We, therefore, in keeping with what we conceive to be the intention of the parties in the guaranty agreement in question, construe the agreement as providing that the sale of the repossessed trucks, whether the sale is conducted by Mack or otherwise, he carried out in good faith and in a sincere endeavor to sell at least for the fair market value, before the amount of the sale proceeds (less the expenses of retaking, storing, and selling the property, including attorneys’ fees and the costs of repairs and any other reasonable costs of preparing the property for sale, as provided in the agreement) can be used as the basis for computing the sum owed by S & W under the terms of the guaranty.

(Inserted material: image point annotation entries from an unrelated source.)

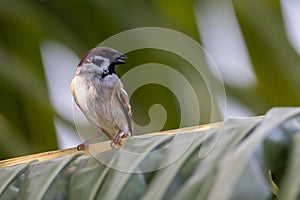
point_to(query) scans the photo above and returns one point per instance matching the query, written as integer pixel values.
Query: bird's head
(102, 60)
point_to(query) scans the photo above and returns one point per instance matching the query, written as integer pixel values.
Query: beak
(121, 59)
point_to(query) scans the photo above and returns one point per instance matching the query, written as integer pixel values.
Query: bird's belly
(96, 105)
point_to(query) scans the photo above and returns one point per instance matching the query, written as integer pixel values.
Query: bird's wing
(124, 102)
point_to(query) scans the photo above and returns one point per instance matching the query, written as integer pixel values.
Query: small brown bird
(101, 96)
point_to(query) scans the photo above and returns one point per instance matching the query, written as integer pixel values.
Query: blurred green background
(26, 112)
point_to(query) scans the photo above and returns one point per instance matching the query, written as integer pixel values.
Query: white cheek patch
(97, 64)
(99, 61)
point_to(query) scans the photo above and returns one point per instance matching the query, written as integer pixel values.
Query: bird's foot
(117, 140)
(81, 147)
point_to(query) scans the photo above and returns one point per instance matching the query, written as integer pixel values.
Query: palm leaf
(238, 167)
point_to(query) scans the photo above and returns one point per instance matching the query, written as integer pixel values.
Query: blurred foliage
(25, 110)
(169, 166)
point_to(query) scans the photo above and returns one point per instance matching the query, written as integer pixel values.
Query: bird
(101, 96)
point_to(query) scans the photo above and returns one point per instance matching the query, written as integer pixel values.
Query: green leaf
(171, 166)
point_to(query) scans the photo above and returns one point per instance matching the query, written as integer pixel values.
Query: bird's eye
(97, 60)
(106, 71)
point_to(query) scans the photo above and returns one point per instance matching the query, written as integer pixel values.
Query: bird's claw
(117, 140)
(81, 147)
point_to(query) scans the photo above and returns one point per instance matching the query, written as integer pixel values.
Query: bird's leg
(85, 144)
(117, 139)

As we mentioned above, we find nothing in the record before us which suggests that the sales of the trucks in question after repossession were not bona fide sales conducted in a sincere endeavor to sell for their market value, but, on the other hand, there is nothing in the record showing that the said sales were such bona fide sales. Under these circumstances, in order to determine the rights of the parties in the guaranty agreement, as we have construed it above, it is necessary that the record contain the evidence of the parties pertinent to the question whether the sale of the repossessed trucks involved here was conducted in good faith and in a sincere *75endeavor to sell for at least the fair market value of the trucks.
Accordingly, the final judgment appealed from herein should be, and it is, reversed, and the cause remanded with instructions to hold a hearing for the purpose of receiving the evidence of all parties hereto on the question discussed in the last paragraph above, and then to enter a final judgment on the merits of this cause, in accordance with the views herein expressed.
Reversed and remanded with directions.
RAWLS, C. J., and JOHNSON, J., concur.